Cass. 3 marzo 2015 n° 4237

Non si configura giusta causa di licenziamento ove il datore di lavoro non provi che il lavoratore abbia agito fraudolentemente in danno del datore di lavoro simulando la malattia, al fine di astenersi dal lavoro in modo da poter lavorare con altra imprese concorrentiOppure anziché collaborare al recupero della salute per riprendere al più presto l’attività lavorativa abbia compromesso o ritardato la propria guarigione.
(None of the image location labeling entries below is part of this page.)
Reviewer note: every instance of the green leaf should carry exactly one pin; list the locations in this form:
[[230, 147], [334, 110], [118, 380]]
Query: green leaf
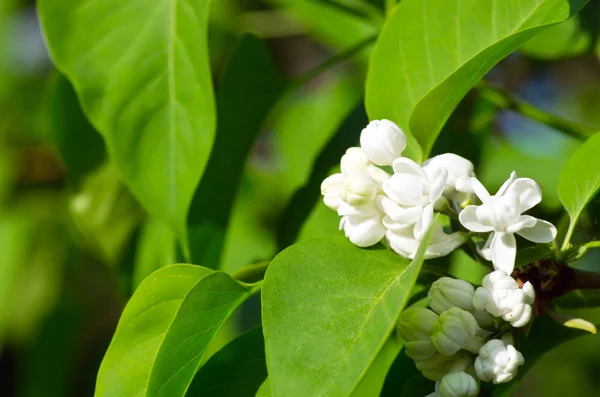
[[265, 389], [105, 213], [579, 179], [250, 73], [238, 369], [165, 329], [142, 73], [343, 300], [156, 248], [430, 53], [372, 382], [79, 144]]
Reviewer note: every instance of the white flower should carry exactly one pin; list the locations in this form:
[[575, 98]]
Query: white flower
[[459, 169], [383, 141], [498, 362], [501, 215], [456, 329], [411, 196], [352, 193], [501, 296], [447, 292], [403, 242], [414, 327], [458, 384]]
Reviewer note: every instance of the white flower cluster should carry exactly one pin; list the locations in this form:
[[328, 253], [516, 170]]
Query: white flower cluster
[[462, 340], [400, 207]]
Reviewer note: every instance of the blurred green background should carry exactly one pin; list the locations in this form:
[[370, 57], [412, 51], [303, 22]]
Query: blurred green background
[[74, 243]]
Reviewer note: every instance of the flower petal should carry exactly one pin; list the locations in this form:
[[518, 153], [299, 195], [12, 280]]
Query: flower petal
[[541, 232], [525, 221], [479, 190], [468, 218], [398, 214], [506, 185], [404, 189], [504, 251], [529, 192]]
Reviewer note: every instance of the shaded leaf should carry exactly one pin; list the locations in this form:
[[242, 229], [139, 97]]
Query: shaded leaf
[[79, 144], [238, 369], [165, 329], [249, 88], [579, 179], [430, 53], [142, 74]]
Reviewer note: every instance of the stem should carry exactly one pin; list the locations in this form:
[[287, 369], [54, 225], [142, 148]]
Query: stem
[[568, 235], [506, 100], [331, 62], [389, 6]]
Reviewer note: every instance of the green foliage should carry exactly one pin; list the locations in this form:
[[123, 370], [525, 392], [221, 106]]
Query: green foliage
[[238, 369], [340, 343], [80, 146], [143, 78], [165, 330], [425, 59], [250, 73], [579, 179]]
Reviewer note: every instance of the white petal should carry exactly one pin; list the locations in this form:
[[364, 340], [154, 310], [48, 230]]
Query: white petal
[[364, 231], [436, 186], [506, 185], [404, 189], [541, 232], [504, 251], [405, 165], [525, 221], [485, 250], [529, 192], [424, 222], [468, 218], [479, 190], [399, 214]]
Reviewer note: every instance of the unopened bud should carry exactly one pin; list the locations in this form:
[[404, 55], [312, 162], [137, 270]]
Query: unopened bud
[[456, 329], [446, 293]]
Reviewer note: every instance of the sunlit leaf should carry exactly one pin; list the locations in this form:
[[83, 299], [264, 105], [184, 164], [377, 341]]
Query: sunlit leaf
[[142, 73], [344, 300], [430, 53], [164, 332]]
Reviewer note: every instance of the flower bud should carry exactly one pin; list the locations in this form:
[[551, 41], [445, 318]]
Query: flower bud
[[360, 189], [501, 296], [498, 362], [456, 329], [446, 293], [415, 327], [458, 384], [382, 141]]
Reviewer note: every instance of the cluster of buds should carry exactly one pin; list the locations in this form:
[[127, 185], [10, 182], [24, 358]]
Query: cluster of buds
[[400, 207], [466, 336]]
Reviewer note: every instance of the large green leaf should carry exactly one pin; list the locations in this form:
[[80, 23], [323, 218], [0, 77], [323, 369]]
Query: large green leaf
[[344, 301], [238, 369], [430, 53], [579, 179], [163, 334], [250, 86], [79, 144], [142, 73]]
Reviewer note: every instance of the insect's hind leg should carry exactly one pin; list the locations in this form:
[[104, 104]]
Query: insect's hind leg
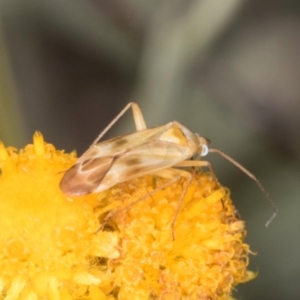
[[137, 116]]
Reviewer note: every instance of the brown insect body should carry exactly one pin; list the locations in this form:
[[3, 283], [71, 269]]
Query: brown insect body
[[130, 156], [147, 151]]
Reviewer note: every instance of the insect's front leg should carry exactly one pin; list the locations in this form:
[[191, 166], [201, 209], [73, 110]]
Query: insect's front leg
[[137, 116]]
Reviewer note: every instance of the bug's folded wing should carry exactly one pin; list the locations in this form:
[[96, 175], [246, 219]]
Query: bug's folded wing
[[146, 159], [84, 177]]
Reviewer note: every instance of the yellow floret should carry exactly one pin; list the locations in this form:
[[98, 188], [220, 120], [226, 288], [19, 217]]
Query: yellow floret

Il caso di specie verte in relazione ad un licenziamento per giusta causa irrogato nei confronti di un dipendente, addetto al reparto pescheria, che durante un periodo protetto da infortunio sul lavoro – riconosciuto dall’Inail – aveva prestato la propria attività lavorativa presso un altro negozio di pescheria.

La Suprema Corte ha ribaltato la decisione dei due precedenti gradi di giudizio, che avevano riconosciuto la fondatezza delle ragioni del datore di lavoro, sancendo diversamente l’illegittimità della sanzione espulsiva, e ritenendo più coerente l’applicazione di una sanzione conservativa, in quanto lo svolgimento di altra attività non ha ostacolato la guarigione del ricorrente, il quale ha ripreso regolarmente servizio al termine del periodo indennizzato.

In ogni caso, il comportamento del dipendente meritava la sanzione conservativa, “data la scarsa lealtà dimostrata dal lavoratore che, se riteneva di essersi completamente rimesso prima della scadenza del periodo di malattia, avrebbe dovuto correttamente offrire la propria prestazione al datore di lavoro, anziché ad un terzo”.